New Argument Asserts Trump Is Ineligible to Run

Law review article cites a clause in the 14th Amendment about supporting an insurrection
By John Johnson,  Newser Staff
Posted Aug 21, 2023 11:30 AM CDT
2 Constitutional Scholars Say Trump Ineligible to Run
Former President Donald Trump speaks to supporters during a visit to the Iowa State Fair, Aug. 12, 2023, in Des Moines.   (AP Photo/Charlie Neibergall, File)

Former President Trump is miles and miles ahead of his Republican competitors. But if an upcoming law review article is correct, the former president shouldn't even be running in the first place. The argument that Trump is constitutionally ineligible is being made by conservative scholars William Baude of the University of Chicago and Michael Stokes Paulsen of the University of St. Thomas, reports the Guardian. Coverage:

  • 14th Amendment: In their article to be published in the University of Pennsylvania Law Review, the pair cite section 3 of the 14th Amendment. It stipulates that no person who has taken an oath "as an officer of the United States" can hold office if they "have engaged in insurrection or rebellion against the same, or given aid or comfort to the enemies thereof." The full text is here.
  • Their view: "The bottom line is that Donald Trump 'engaged in insurrection or rebellion' and gave 'aid or comfort' to others engaging in such conduct, within the original meaning of those terms as employed in section 3 of the 14th amendment," write Baude and Paulsen. "If the public record is accurate, the case is not even close."

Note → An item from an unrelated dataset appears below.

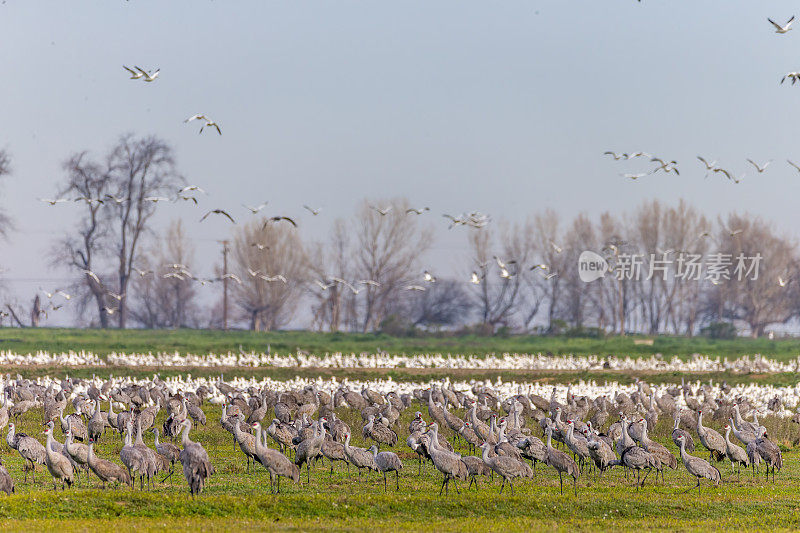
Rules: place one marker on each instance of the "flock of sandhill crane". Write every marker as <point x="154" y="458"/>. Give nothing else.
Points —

  • In support: In the Atlantic, former judge J. Michael Luttig and law professor Laurence H. Tribe say the pair nailed it and write their own argument to that effect. "The former president's efforts to overturn the 2020 presidential election, and the resulting attack on the U.S. Capitol, place him squarely within the ambit of the disqualification clause, and he is therefore ineligible to serve as president ever again," they write. "The most pressing constitutional question facing our country at this moment, then, is whether we will abide by this clear command of the Fourteenth Amendment's disqualification clause."
  • Disagree: At Bloomberg, Noah Feldman (no fan of Trump) assesses the argument and concludes its proponents are "using magic words from the past" to try to block Trump. "Was the Jan. 6 attack on the Capitol an 'insurrection'? Did Trump participate or give aid and comfort to the 'enemies' of the Constitution under Section 3? These are contentious questions of constitutional interpretation." At the National Review, Dan McLaughlin makes a similar case, maintaining that the push to disqualify Trump is based on a "weak case" that is not improved by the conservative scholars' new essay.
  • So what now? In the Washington Post, Edward B. Foley writes that the Supreme Court should consider and settle the issue, ideally before the primaries begin in January. Failing that, the court should do so before GOP delegates meet at the party convention in July 2024 to name their nominee.